Example on temperature data

The Canadian temperature data correspond to the daily temperature at \(35\) different locations in Canada averaged over 1960 to 1994. This dataset is included in the package fda.

This section performs the smoothing of the Canadian temperature Weather data.

# Load data
data("canadian_temperature_daily")

This package manipulates lists to define functional data. So, functions are provided to convert it as functional data object defined in the package funData.

# Convert list to funData object
data_fd <- list2funData(canadian_temperature_daily)

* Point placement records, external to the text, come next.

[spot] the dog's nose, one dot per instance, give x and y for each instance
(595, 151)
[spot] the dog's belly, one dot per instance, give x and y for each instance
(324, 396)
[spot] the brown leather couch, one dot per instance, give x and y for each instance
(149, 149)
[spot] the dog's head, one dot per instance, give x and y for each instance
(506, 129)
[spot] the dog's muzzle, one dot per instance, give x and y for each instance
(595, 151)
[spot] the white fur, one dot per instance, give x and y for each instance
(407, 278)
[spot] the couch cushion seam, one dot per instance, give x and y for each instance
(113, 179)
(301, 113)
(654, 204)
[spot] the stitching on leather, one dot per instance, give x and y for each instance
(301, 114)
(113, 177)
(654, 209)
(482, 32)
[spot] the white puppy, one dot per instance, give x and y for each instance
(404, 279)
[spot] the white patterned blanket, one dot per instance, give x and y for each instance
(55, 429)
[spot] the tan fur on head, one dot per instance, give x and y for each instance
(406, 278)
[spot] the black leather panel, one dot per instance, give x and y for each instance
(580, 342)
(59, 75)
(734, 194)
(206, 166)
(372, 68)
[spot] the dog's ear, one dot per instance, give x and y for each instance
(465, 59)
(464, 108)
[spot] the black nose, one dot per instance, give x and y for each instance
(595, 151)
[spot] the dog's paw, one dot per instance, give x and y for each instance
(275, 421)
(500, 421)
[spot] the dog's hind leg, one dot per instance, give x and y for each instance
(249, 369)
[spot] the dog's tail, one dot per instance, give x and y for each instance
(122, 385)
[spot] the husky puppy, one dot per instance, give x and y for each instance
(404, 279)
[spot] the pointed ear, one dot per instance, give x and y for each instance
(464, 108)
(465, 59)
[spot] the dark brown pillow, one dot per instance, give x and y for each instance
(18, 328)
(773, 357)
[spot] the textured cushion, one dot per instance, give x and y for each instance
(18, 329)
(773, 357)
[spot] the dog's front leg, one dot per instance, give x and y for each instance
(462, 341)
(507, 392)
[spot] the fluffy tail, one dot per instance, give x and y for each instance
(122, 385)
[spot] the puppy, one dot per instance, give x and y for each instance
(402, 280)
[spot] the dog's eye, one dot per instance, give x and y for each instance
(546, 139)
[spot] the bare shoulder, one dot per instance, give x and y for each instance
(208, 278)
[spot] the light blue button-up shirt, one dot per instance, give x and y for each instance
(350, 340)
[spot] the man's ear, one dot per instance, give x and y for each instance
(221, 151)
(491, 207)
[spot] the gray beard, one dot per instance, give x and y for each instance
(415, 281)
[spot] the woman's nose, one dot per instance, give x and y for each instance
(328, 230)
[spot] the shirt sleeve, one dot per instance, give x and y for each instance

So, we can use all the available function for funData object. As an example, we can plot the data with the ggplot2 style.

# Plot of the data
autoplot(data_fd) + 
  labs(title = 'Daily Temperature Data',
       x = 'Normalized Day of Year',
       y = 'Temperature in °C') +
  theme_minimal()

The smoothing of the curves can be performed using the function smooth_curves. It accepts the parameter t0_list which correspond to the times where we want to estimate the bandwidth and the parameter k0_list which is the considered neighborhood.

# Smooth the data
smooth_data <- smooth_curves(canadian_temperature_daily, 
                             t0_list = 0.5, 
                             k0_list = 5)

Then, we can plot the smoothed data.

# Plot of the smoothed data
smooth_data_fd <- list2funData(smooth_data$smooth)
autoplot(smooth_data_fd) +
  labs(title = 'Smooth Daily Temperature Data',
       x = 'Normalized Day of Year',
       y = 'Temperature in °C') +
  theme_minimal()

Finally, we show on particular curve along its smoothed version to look at the impact of smoothing.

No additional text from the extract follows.